Health workers treating obesity in children are looking beyond what they see in clinics, to what’s at play in Chicago parks.
“Can you imagine camping in Chicago within 15 minutes of downtown?” said Zhanna Yemakov, Chicago Park District conservation manager. At the quarterly meeting of the Consortium to Lower Obesity in Chicago Children, Yemakov outlined park plans for the roughly 1,000 acres of Southeast Side brownfields now among park holdings.
Other speakers addressed the city’s playgrounds, plazas and pocket parks. “Our focus is what we call a socio-ecological approach, where we look at all the factors that influence childhood obesity at all levels,” said Adam Becker, CLOCC executive director, after the June 9 conference. The focus extends beyond individual cases to family, community and the broader social and political environment.
A 2013 city study finds Chicago Public Schools students have above-average obesity rates – 48.6 percent of sixth-graders were overweight or obese. In 8 of the city’s 77 community areas, fewer than one-third of students fell outside the healthy range; in 15 communities, it was about half.
Overweight and obesity do carry long-term risks, according to the Centers for Disease Control and Prevention. In children and adolescents, they include cardiovascular disease and elevated blood sugar levels that can lead to diabetes within a decade.
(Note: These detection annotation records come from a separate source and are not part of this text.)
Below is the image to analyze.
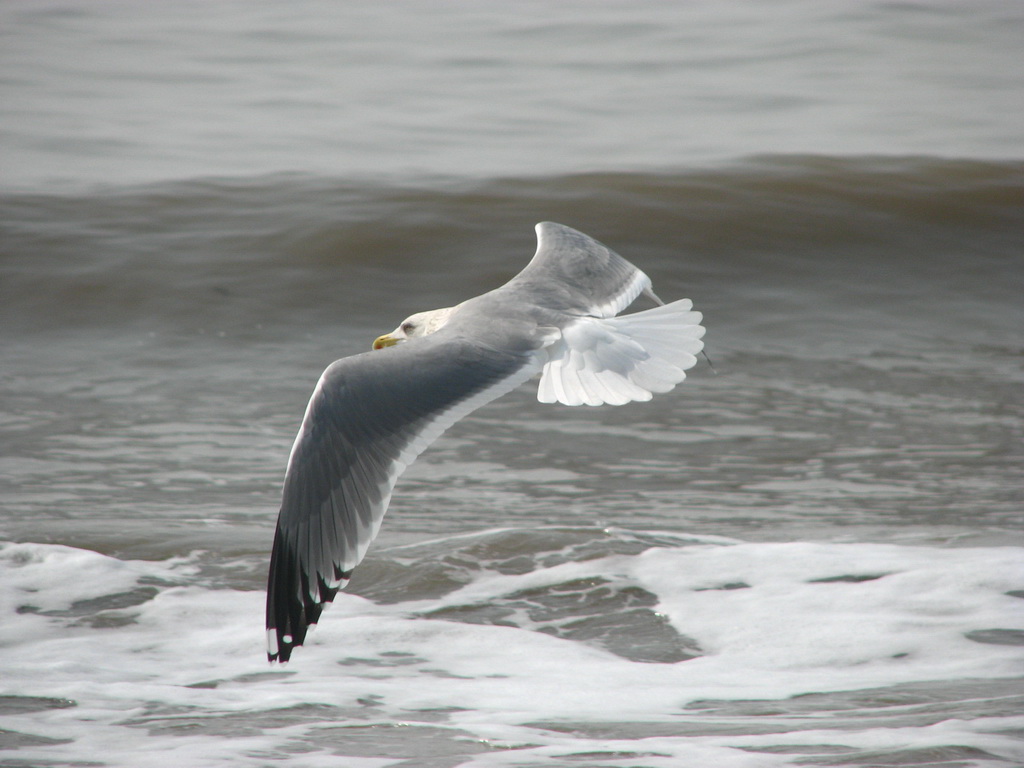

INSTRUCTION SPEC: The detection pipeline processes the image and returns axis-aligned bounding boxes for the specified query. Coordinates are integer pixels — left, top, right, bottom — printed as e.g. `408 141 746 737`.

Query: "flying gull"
266 222 705 662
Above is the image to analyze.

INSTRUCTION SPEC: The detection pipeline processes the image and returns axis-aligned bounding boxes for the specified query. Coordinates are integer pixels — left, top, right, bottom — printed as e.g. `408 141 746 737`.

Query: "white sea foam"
0 539 1024 768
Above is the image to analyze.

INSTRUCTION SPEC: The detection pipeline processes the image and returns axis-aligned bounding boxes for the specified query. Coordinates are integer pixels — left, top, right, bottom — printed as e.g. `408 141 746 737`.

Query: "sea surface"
0 0 1024 768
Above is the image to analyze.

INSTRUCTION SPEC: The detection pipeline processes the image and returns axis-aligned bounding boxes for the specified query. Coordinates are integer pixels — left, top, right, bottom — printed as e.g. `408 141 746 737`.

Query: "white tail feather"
537 299 705 406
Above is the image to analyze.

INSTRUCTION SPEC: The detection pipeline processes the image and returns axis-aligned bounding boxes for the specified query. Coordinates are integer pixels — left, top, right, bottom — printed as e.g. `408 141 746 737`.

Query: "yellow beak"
374 334 398 349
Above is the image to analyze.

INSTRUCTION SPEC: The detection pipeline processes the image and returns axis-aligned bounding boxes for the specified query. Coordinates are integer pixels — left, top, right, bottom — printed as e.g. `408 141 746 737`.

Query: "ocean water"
0 0 1024 768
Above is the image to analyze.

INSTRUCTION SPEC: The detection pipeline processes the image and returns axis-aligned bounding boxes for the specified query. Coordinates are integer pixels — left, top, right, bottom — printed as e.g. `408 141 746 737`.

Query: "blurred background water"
0 0 1024 766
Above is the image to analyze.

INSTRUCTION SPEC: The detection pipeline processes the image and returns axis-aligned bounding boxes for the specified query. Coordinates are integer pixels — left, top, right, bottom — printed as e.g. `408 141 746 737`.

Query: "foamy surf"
0 528 1024 768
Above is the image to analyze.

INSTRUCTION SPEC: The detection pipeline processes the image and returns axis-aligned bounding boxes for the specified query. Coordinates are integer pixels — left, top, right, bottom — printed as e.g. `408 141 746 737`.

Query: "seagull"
266 222 705 662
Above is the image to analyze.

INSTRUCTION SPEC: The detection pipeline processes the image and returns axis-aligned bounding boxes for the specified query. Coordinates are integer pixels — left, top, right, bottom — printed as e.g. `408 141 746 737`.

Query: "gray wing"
266 332 540 662
505 221 663 317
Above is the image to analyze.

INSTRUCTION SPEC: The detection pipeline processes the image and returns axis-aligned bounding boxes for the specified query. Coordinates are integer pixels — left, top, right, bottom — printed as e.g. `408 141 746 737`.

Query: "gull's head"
374 306 457 349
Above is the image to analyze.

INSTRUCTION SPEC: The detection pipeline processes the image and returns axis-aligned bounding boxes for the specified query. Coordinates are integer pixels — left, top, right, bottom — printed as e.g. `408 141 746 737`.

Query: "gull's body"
266 223 703 662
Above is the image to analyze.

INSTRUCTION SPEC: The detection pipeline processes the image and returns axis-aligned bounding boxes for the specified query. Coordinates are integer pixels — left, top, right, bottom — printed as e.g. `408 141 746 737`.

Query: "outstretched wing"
505 221 662 317
266 333 540 662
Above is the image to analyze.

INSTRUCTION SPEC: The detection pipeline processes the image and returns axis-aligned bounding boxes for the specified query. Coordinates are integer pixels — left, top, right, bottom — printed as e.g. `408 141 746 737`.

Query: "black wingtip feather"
266 527 352 663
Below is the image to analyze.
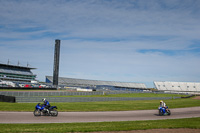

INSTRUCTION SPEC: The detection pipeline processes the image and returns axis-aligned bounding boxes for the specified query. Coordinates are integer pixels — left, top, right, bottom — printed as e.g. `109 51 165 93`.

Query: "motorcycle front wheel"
167 110 171 115
50 109 58 116
33 110 41 116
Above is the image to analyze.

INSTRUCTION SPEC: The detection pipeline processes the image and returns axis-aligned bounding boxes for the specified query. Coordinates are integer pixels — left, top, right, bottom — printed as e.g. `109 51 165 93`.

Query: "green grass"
0 98 200 112
0 118 200 132
49 93 187 97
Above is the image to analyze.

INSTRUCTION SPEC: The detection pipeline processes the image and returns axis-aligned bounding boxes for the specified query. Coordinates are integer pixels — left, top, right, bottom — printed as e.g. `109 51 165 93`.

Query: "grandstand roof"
154 81 200 92
0 64 36 75
46 76 147 89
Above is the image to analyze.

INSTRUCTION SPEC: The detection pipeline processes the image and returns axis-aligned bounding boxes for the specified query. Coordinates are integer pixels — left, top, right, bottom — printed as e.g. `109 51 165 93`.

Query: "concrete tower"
53 39 60 88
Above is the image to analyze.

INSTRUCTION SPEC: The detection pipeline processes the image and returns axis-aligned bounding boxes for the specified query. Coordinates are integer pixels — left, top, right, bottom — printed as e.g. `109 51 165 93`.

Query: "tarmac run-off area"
0 107 200 123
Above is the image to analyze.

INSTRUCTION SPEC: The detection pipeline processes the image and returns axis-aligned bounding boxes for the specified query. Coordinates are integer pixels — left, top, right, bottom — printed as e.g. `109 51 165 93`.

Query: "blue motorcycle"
33 103 58 116
158 107 171 116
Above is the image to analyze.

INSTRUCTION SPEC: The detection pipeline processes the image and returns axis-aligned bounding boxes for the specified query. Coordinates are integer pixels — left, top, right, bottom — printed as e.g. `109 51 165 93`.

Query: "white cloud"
0 0 200 87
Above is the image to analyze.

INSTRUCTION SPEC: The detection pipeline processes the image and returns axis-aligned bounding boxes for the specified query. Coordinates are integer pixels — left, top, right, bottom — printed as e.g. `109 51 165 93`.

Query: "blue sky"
0 0 200 87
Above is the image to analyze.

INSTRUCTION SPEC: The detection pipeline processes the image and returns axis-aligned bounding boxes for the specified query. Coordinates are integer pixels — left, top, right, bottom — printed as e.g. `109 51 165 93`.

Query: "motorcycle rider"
42 98 51 113
160 100 168 113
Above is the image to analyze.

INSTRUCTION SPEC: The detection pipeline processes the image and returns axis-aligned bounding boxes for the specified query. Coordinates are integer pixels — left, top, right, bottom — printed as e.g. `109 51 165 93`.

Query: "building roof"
46 76 147 89
0 63 36 70
154 81 200 91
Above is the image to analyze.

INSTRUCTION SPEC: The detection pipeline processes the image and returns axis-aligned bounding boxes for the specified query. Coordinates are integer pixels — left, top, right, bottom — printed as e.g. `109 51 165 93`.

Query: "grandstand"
46 76 147 90
154 81 200 92
0 64 36 82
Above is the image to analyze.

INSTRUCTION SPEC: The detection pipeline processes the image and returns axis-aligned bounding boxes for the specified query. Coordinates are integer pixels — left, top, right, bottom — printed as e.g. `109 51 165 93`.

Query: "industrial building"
154 81 200 92
46 76 147 90
0 64 36 82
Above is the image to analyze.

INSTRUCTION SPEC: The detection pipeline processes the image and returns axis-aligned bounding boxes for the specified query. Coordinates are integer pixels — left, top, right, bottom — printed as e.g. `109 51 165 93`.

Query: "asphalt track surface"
0 107 200 123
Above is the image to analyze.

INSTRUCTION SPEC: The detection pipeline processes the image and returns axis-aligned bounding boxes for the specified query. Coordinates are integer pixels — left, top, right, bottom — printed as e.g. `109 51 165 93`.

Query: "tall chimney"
53 39 60 88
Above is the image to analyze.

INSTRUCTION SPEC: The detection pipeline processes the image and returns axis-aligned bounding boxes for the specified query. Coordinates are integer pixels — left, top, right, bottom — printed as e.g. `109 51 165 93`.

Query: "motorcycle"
158 107 171 116
33 103 58 116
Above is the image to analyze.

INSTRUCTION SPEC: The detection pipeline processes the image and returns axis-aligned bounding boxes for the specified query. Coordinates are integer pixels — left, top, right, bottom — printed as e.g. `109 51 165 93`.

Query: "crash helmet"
42 98 46 102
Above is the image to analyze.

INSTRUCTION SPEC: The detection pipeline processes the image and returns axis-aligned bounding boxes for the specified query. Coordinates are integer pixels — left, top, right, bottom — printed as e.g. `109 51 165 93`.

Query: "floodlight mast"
53 39 60 89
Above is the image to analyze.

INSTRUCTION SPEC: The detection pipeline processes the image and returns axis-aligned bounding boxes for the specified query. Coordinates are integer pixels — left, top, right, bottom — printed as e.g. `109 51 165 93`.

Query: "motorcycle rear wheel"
167 110 171 115
33 110 41 116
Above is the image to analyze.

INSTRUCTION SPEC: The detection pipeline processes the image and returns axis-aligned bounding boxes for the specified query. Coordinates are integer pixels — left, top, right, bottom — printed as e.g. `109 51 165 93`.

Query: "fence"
16 97 180 103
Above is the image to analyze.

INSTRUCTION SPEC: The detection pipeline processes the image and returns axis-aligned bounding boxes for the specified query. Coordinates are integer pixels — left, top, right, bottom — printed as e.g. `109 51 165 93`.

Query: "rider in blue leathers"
160 100 168 113
42 98 51 112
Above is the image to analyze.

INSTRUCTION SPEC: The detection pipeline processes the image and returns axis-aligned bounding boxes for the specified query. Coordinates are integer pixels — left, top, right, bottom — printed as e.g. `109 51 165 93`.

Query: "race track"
0 107 200 123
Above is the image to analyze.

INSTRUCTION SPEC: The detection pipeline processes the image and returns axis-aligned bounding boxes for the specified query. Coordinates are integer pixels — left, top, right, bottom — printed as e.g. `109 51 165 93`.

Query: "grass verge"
0 118 200 132
0 98 200 112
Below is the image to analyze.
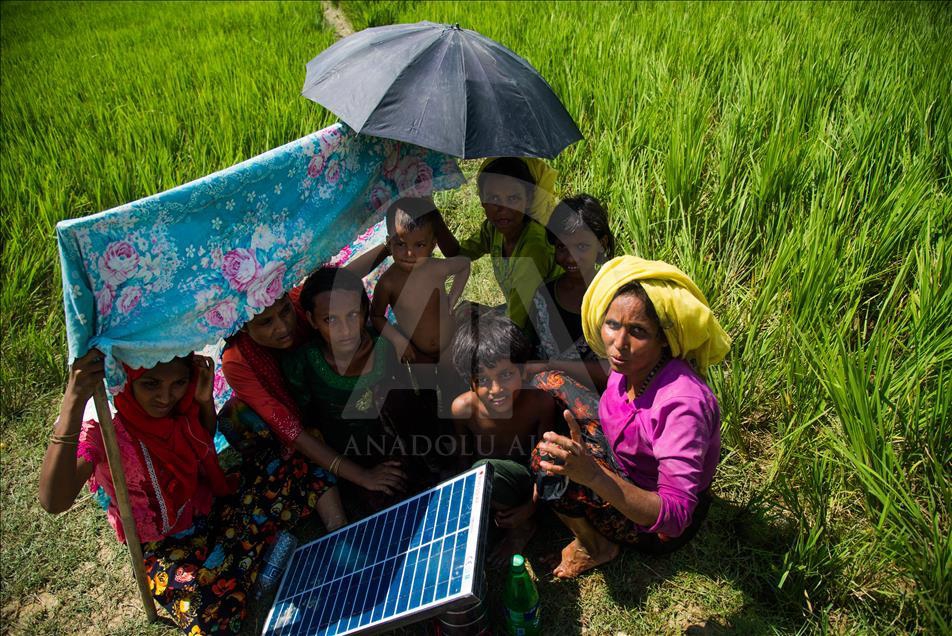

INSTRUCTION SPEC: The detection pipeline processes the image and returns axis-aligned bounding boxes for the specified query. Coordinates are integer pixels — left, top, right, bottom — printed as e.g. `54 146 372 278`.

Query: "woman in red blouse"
219 248 406 506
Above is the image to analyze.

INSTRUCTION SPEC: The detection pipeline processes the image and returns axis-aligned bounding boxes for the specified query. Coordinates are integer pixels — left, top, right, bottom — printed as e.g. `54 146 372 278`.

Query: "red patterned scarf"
116 360 232 534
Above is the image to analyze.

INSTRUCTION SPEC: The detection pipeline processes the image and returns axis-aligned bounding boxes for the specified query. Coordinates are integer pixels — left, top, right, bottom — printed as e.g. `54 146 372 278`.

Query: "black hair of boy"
451 312 532 378
301 267 370 315
476 157 536 200
387 197 438 236
545 192 615 260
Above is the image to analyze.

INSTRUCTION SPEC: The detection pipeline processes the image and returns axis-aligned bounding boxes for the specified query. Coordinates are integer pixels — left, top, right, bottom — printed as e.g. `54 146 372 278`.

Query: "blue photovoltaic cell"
262 468 486 636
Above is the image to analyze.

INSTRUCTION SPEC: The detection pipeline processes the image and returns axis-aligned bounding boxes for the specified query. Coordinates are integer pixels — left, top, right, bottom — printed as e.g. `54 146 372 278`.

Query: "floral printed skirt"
142 410 334 634
530 371 711 554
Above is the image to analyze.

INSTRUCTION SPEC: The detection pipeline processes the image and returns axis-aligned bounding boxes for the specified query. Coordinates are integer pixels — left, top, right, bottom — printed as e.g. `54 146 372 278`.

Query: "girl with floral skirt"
40 349 336 634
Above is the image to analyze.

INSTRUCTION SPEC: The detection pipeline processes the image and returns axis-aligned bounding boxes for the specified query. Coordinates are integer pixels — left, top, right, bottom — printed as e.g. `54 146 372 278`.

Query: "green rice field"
0 1 952 634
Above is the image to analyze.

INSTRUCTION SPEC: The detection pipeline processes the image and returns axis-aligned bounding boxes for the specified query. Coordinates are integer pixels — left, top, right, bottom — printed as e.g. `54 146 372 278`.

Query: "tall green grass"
0 2 952 634
350 2 952 632
0 2 334 634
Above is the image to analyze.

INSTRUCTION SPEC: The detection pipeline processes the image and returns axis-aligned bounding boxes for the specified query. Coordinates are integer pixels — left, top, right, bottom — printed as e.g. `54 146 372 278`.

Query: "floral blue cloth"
56 124 464 393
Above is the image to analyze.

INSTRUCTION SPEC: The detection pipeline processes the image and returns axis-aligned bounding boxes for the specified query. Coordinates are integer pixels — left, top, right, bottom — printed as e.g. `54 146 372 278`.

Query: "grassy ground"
0 2 952 634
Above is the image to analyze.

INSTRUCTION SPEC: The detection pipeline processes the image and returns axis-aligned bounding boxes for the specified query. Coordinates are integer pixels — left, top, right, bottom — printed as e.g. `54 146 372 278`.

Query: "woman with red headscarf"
40 349 334 634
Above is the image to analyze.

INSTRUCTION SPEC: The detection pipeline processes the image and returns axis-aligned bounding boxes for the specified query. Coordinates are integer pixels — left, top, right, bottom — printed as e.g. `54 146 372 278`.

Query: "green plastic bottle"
502 554 542 636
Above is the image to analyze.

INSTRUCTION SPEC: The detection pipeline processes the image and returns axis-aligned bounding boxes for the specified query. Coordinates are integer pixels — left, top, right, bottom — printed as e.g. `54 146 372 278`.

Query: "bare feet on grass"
489 519 536 568
552 538 619 579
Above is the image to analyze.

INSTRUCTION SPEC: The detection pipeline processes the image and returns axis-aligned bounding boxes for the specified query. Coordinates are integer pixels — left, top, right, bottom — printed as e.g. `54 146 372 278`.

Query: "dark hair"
545 192 615 259
476 157 536 201
301 267 370 315
451 311 532 378
387 197 437 236
612 280 668 344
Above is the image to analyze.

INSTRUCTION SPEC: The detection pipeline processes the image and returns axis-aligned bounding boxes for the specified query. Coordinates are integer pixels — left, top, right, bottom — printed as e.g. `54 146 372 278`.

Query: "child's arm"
40 349 98 514
450 391 473 470
370 270 416 362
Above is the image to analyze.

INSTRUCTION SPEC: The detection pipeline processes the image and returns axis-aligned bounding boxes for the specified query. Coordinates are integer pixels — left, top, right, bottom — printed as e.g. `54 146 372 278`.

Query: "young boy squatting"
452 312 560 565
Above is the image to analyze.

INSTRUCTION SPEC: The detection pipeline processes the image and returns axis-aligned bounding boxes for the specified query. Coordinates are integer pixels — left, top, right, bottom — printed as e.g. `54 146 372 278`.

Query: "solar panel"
262 466 492 636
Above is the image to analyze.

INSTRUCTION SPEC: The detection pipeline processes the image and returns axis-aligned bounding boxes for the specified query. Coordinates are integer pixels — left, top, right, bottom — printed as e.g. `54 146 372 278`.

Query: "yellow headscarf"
476 157 558 226
582 256 731 375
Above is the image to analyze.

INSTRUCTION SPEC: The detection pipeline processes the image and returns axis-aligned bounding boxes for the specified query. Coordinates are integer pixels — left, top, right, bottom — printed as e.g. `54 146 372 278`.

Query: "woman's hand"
192 355 215 404
357 461 407 495
63 349 106 408
539 411 602 487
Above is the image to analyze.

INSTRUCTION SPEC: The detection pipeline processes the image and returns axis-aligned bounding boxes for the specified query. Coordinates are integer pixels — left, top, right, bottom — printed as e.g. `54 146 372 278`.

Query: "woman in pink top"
534 256 730 578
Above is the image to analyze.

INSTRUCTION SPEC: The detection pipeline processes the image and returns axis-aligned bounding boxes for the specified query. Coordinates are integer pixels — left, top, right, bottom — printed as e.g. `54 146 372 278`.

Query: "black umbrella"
302 22 582 159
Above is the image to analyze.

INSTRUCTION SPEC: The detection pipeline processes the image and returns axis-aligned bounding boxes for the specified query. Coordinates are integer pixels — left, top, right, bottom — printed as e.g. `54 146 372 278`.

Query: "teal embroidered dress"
281 335 407 463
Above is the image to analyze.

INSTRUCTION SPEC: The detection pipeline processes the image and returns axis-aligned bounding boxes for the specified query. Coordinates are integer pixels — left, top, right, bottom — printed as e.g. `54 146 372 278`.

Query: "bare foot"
488 519 536 568
552 539 619 579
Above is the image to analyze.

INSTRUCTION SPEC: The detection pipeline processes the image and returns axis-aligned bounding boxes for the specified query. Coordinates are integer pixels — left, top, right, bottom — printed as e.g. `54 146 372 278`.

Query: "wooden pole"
93 384 159 622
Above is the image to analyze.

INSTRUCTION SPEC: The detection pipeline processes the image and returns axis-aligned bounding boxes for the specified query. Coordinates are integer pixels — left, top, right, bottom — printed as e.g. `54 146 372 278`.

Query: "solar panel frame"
262 465 492 636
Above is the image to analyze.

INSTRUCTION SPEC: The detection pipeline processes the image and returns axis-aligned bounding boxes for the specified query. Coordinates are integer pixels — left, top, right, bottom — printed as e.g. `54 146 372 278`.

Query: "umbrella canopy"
302 22 582 159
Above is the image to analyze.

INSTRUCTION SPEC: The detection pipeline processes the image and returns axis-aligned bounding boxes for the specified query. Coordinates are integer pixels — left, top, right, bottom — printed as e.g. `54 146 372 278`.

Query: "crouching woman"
533 256 730 578
40 349 333 634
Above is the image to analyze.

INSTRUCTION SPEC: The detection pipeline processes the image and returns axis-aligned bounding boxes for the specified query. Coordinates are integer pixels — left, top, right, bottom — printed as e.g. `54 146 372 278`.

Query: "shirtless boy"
452 313 559 564
370 198 469 364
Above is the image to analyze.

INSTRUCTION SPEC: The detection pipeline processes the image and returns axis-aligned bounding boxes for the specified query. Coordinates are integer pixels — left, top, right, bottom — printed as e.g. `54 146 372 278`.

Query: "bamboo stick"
93 384 158 622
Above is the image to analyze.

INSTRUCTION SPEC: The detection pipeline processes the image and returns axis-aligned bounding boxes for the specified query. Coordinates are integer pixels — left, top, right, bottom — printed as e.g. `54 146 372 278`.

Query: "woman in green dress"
281 267 429 508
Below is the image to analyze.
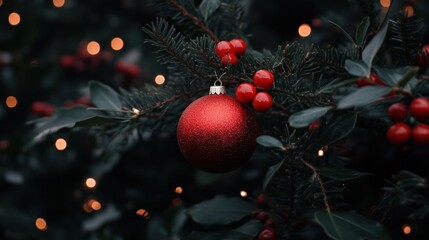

Obese children also are more likely to become obese adults, with higher rates of heart disease, type 2 diabetes, stroke, cancers and osteoarthritis. The Chicago Health Atlas charts variations by neighborhood in several such adult conditions, including diabetes, high blood pressure, and breast and colorectal cancers.
“If you’re focusing on one you’re not going to solve the problem,” Becker said. “We try to measure impact as best as we can, but with obesity it’s just so complicated. You can’t just say A equals B. The lines are very indirect.”
The city will develop the Calumet Open Space Reserve as what Yermakov calls “a place where it feels wild, but at the same time has elements that make it seem comfortable and safe. “ Planners tried to balance concerns in community meetings, from preserving bird’s nests to controlling snakes and squirrels.
About 40 acres of the 300-acre Big March site at 114th and Stony Island will be developed starting next year as a $5.5 million bicycle park large enough for national contests. Yermakov says the district must address community concerns that the obstacle course would cater to “white rich folks,” she says.
In 300 neighborhood parks, a $44 million project replaces playground equipment over five years. “We took this initiative on to crate more challenging playgrounds that were more physically responsible and more adaptable to the communities that we were in,” said senior project manager Michael Lange.
Tradeoffs were made to finish 246 playgrounds since 2013, including a cheaper surface for the 78 planned this year. The Mindmixer and EveryBlock websites were engaged to generate neighborhood interest, along with volunteer work days.
Physical activity has been incorporated into community-managed gardens, said Robin Cline, assistant director with the NeighborSpace land trust. Jardincito at 23rd and Whipple was landscaped this spring with rocks logs for jumping and grassy berms for tumbling tots.
“It’s kind of odd that we would have to create spaces like that, but that’s where we are,” Cline said. “There is information that has come out recently that many, many kids do not how to roll down hills.”
Pedestrians now are considered in building street features like State Street’s Gateway median. “I don’t think anybody ever thought of it as any sort of space for pedestrians,” said Janet Attarian, who runs the Chicago Department of Transportation’s Complete Streets program.
New performance spaces at Woodard Plaza, near the Kimball-Milwaukee-Diversey intersection in Logan Square, are part of a city People Plaza program to remake traffic plazas. Attarian says she’s working with community groups to learn “how we can give people the tools, which some of the time is about actually getting government out of the way.”
Members of the CLOCC obesity network attempt to measure fitness in their own programs, not all for clinical reasons. Playground supervisors in the Urban Initiatives program send paper surveys home with field-trip notices.
“I throw what I call data entry parties, where I buy the entire office lunch and we enter data all day,” said Lauren Johnson, the nonprofit group’s development manager. “We’re just collecting data ourselves for the purpose of bettering our programs.”
Johnson told fellow program evaluators in a working group that coaches keep data on children’s activity, including body-mass measurements.
“We have scales all over the office – people are constantly going out to schools with a scale – and I buy little tape measures,” she said. Data are being migrated to a tailored Salesforce customer database.
Of the city’s measurable public health goals for children, only one addresses obesity: lowering the rate of high-schoolers eating less than five servings a day of fruits and vegetables. For five years the rate has held near the 2020 target, 77.8 percent.
The obesity consortium developed shorthand for encouraging fitness in children, now used nationwide. The 5-4-3-2-1 Go! campaign calls for daily consumption of 5 fruit and veggies, 4 glasses of water, 3 servings of lowfat dairy, 2 hours or less of screen time and an hour or more of physical activity.